Consciente ou non, la vie possède une puissance directrice. Sans cesse en lutte contre les puissances matérielles, elle protège, elle achève, elle orne sa demeure ; mais, puisque cet architecte a pour ouvriers les forces, M. Hirn nous dira-t-il en quoi diffèrent ces ouvriers et cet architecte ? La force est un principe transcendant, l’âme de même. Ces deux principes n’ont-ils rien de commun ? qu’est-ce qui les distingue et les sépare ? Il va nous l’apprendre. « L’attribut essentiel et typique de l’élément dynamique, c’est d’être répandu partout dans l’espace infini. L’élément vital au contraire est bien évidemment confiné dans l’instrument à l’aide duquel il exécute son évolution en ce monde. » Le principe animique se distingue donc de la force en ce qu’il est localisé dans les êtres ; il n’y occupe pas, bien entendu, une place définie, un espace borné, un lieu. Chez l’homme, l’âme n’est pas plus dans le cerveau que dans la main ou dans le pied ; on ne peut dire d’aucun organe qu’il en soit le siège. Une lésion qui produit la mort ne la détermine que parce que, directement ou indirectement, elle interrompt une fonction essentielle. L’âme est localisée dans les êtres vivans, et pourtant elle est indépendante de l’espace ; elle n’est pas étendue, bien qu’elle soit liée à une chose étendue. Il n’est point facile assurément de comprendre ce mariage ; mais M. Hirn réprouve les écarts de l’imagination quand elle cherche à en obtenir une sorte de figure et de représentation. La partie pensante de l’être n’a point une forme définie ; toutefois elle est localisée, et en cela elle diffère de la force.

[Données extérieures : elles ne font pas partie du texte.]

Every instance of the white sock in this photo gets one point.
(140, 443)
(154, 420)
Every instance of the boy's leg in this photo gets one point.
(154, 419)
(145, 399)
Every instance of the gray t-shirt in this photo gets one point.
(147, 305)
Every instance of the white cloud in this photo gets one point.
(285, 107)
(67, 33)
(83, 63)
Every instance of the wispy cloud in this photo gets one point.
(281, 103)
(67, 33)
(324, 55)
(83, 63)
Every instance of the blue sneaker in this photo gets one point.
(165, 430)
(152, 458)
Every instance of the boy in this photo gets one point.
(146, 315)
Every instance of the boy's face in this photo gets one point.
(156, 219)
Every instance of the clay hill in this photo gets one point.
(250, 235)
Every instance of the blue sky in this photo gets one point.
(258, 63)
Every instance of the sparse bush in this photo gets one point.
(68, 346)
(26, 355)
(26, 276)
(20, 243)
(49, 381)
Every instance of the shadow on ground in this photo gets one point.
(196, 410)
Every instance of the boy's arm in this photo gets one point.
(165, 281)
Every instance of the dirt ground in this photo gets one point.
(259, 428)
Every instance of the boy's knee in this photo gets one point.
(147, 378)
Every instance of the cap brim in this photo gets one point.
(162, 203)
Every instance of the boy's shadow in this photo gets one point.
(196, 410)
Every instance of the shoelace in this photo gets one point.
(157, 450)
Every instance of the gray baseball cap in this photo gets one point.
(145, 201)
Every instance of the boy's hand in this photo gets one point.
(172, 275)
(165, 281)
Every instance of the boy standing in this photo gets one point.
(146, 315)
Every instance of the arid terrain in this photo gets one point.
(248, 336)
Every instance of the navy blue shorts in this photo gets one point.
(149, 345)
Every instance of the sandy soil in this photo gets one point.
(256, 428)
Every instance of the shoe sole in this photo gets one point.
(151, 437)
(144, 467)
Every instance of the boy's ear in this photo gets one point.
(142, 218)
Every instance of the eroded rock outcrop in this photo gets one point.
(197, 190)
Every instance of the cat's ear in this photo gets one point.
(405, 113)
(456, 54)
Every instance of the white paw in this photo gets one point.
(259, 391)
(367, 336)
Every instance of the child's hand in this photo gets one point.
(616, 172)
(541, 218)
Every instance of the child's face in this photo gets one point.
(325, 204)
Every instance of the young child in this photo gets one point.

Ne pourrons-nous lui assigner un autre caractère qui lui appartienne en propre ? L’élément animique a la notion du temps, c’est-à-dire de la succession des phénomènes. Cette œuvre de coordination qui se nomme la mémoire, et qui est indispensable à tout raisonnement, s’opère, il est vrai, primitivement sur des sensations ; mais les sensations resteraient sans lien dans la pensée, si le moi pensant ne les soudait en quelque sorte, s’il n’avait pas l’idée du temps. Il le mesure dans les phénomènes physiques et en sent le flux constant et régulier dans le corps même, qui lui apporte les sensations ; il en est en même temps indépendant par essence, et il joue librement dans le passé et dans l’avenir. « Que la notion du temps, dit M. Hirn, soit innée ou un résultat de l’expérience, elle constitue un phénomène purement psychique ; elle appartient en propre à l’élément animique, et ne relève point de la structure organique… La seule notion du temps est une pleine réfutation de toutes les théories matérialistes, car elle ne peut appartenir ni à la matière, ni à la force, ni à aucune des manifestations de ces élémens réunis. » Nous avons vu aussi que M. Hirn identifie l’âme et la vie, et subordonne tous les phénomènes de l’organisation à une puissance directrice et de nature supérieure. Partout donc où il y a un être vivant, une unité organique complète, une âme est présente. M. Hirn donne des âmes aux espèces animales les plus infimes, il en attribue même une à la plante. Il ne croit pas que la flamme qui anime l’homme soit d’une autre nature que l’élément inconnu qui vivifie les formes organiques des deux règnes. Le règne humain, créé par quelques naturalistes, lui semble une chimère de notre vanité. Il cherche à montrer que l’instinct animal confine à l’intelligence, que la bête est libre, qu’elle possède la conscience et la connaissance de ses actes ; elle sait aimer, haïr, elle connaît ces passions si humaines, l’orgueil, l’envie ; elle ne parle pas, mais elle use de signes, et les paroles ne sont après tout que des signes d’idées. L’animal a donc, suivant lui, une âme, non pas identique à la nôtre, mais analogue ; il y a des espèces parmi les âmes, comme les naturalistes en distinguent dans les formes organiques. Les différences spécifiques visibles correspondent à des différences animiques. L’âme d’un chien n’est pas la même que celle d’un chat ou celle d’un lièvre.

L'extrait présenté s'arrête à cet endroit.